The law of winning is pure hubris, not to mention not at all future-proof. A time might come when Israelis do not hold the cards anymore. A people with larger weapons and a smarter army might some day decide that they like the law of winning very much and indiscriminately beat, enslave, and cull the Jews once again. They’ll sit on the ashes of once great Israel and say, grinning, “We won. This is the right afforded to winners.” Certainly the Nazis or the Japanese at the height of their conquest felt that means justified ends and that was that. Thankfully, the United States and its allies were stronger and the arrogant fascists were put in their place. We might not be so lucky next time.

Democracy tries to build something better than a never-ending series of conquests. And yet, the history of the world’s greatest modern democracy, the USA, is built on the back of colonization and conquest. The civil rights that America has so far secured and enshrined were hard won. It is high time Israel undertook its own democratic reformation, and it starts with recognizing that the right to live free runs deeper than blood. Zionists will never succeed in building an enduring state of Israel by excluding Palestinians. An Israel that follows the path of exclusion will crumble. A single racially diverse state that grants liberty and justice for all is an Israel that will stand the test of time.

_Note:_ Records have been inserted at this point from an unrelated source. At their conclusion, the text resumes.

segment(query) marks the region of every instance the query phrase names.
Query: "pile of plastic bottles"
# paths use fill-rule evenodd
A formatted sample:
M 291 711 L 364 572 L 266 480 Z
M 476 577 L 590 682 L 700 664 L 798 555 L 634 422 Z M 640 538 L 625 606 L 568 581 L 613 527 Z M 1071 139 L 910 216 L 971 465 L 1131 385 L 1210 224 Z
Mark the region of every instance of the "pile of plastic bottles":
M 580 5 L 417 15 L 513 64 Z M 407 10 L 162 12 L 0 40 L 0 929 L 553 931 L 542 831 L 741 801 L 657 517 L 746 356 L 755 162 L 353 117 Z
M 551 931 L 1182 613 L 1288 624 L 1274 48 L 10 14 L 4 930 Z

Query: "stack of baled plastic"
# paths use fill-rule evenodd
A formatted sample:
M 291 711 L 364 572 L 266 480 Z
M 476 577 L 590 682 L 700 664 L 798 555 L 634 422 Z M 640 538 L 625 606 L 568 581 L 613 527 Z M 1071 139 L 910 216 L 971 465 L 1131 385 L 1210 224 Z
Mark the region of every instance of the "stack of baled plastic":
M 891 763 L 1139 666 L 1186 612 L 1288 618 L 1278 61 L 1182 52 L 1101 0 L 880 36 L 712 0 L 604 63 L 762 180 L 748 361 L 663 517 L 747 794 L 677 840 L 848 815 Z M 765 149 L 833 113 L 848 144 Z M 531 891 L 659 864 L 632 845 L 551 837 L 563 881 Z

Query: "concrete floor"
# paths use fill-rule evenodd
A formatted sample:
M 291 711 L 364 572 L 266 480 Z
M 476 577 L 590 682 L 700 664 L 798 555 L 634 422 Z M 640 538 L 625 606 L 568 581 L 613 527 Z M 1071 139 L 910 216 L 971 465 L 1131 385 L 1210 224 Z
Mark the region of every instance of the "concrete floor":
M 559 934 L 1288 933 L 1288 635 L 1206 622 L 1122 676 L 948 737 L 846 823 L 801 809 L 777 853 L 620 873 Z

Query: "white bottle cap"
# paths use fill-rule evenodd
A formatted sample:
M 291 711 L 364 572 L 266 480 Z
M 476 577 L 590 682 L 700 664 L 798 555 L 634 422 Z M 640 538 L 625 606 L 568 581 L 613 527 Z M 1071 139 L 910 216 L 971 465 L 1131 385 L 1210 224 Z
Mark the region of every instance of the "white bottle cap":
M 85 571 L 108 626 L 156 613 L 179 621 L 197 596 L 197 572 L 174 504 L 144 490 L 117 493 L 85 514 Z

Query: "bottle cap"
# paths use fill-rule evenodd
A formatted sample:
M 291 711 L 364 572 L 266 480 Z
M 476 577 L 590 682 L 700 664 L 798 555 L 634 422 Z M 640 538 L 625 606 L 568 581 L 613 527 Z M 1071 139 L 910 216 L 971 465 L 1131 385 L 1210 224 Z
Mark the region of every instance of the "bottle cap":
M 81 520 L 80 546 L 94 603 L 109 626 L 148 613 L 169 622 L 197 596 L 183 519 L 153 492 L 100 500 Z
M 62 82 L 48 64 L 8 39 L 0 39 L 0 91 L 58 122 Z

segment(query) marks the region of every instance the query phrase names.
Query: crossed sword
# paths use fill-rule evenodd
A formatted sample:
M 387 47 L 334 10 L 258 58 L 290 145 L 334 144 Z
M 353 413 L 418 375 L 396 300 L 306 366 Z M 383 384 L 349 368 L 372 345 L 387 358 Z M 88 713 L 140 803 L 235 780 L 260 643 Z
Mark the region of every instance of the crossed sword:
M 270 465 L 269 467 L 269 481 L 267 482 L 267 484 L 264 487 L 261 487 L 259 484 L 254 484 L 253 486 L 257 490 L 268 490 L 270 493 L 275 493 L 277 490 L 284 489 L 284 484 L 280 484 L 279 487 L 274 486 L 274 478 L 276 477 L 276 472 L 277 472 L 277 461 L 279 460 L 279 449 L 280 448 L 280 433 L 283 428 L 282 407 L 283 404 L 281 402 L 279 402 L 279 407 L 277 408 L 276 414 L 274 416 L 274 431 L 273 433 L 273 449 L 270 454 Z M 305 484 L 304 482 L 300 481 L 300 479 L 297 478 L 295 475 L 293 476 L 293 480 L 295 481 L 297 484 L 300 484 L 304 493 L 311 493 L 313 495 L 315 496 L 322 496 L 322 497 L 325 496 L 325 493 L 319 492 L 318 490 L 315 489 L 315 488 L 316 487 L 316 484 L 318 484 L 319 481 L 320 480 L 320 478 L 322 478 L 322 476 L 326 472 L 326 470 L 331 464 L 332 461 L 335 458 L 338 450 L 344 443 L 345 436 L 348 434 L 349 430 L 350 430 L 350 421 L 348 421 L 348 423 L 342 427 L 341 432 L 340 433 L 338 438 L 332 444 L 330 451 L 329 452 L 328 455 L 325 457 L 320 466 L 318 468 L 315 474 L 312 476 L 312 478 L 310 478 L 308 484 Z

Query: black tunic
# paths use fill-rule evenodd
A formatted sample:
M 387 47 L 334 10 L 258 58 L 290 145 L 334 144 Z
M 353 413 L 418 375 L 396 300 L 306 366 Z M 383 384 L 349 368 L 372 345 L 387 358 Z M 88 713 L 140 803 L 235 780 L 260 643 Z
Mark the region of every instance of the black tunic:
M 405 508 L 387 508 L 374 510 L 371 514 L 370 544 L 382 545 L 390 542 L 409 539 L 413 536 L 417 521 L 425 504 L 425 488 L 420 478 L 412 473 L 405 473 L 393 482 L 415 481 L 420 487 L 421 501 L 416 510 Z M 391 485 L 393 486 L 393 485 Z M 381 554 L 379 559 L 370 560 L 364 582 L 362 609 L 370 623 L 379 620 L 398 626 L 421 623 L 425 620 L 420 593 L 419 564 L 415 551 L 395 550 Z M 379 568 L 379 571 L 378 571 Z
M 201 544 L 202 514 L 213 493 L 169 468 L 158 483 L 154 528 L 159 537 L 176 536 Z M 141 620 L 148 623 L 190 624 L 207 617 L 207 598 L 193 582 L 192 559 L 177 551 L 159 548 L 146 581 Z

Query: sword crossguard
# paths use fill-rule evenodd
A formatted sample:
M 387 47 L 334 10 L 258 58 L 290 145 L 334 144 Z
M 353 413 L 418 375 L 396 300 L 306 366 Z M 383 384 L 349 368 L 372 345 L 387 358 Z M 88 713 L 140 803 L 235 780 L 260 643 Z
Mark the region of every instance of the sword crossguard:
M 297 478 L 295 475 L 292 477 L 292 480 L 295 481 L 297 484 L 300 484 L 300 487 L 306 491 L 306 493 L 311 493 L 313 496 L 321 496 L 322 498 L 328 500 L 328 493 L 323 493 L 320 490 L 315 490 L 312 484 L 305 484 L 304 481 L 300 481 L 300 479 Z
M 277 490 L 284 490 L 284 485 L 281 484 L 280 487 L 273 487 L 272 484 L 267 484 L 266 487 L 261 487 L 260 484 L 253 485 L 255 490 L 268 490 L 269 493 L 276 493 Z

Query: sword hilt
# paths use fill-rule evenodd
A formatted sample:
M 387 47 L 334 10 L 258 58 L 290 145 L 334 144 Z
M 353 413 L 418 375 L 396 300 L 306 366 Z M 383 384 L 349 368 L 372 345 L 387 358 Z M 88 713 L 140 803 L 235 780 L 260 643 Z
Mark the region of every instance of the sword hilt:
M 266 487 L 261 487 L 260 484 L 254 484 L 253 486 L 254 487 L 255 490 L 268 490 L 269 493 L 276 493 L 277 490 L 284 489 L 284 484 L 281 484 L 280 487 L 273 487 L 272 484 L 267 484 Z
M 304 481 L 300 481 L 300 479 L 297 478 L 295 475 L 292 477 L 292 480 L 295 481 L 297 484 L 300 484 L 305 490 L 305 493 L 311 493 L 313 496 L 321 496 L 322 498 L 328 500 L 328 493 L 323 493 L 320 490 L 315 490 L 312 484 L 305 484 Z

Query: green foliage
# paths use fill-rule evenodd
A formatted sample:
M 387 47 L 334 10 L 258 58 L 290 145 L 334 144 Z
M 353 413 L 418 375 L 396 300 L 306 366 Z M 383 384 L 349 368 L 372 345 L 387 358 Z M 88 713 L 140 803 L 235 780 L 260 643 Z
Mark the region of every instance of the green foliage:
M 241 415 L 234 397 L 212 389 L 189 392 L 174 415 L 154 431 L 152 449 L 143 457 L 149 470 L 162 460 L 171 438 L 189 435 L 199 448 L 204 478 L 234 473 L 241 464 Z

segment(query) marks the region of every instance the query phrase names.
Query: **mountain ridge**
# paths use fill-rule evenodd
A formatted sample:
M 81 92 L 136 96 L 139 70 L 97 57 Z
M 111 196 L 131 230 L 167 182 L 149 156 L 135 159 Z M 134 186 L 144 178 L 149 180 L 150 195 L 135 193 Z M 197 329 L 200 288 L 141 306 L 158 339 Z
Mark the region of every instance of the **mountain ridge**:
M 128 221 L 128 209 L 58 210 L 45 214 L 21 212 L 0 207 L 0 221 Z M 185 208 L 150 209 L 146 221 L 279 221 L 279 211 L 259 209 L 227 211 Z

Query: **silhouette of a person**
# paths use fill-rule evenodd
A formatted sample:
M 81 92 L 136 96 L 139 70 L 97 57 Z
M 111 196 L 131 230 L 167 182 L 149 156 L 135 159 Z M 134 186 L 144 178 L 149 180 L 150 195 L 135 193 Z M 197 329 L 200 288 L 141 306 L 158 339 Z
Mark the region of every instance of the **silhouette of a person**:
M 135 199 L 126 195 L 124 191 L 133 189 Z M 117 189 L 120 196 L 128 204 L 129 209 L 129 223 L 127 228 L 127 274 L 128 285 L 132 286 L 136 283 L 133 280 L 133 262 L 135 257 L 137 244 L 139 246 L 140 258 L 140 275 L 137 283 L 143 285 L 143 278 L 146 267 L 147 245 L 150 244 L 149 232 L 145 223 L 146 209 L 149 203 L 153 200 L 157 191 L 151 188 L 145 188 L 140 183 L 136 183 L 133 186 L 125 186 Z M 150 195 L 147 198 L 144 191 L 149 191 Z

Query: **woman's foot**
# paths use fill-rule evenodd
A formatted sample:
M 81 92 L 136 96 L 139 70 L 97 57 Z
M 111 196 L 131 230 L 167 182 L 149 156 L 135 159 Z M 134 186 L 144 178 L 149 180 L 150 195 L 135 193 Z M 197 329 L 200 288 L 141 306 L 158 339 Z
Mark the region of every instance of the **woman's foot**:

To this end, I would like to frame the Israeli Palestinian conflict as a civil rights issue. The state of Israel and its inhabitants are obligated to tackle this problem. If Israel remains a segregated state, then it cannot call itself the lone democracy in the Middle East. We used to stick black people in the back of the bus. Israelis stick Palestinians in ghettos. It just isn’t right. The fact that it isn’t right is obvious to Americans but seemingly lost on the people of Israel. Someday I hope that a generation of Israelis will be able to look back on its history of apartheid and cringe.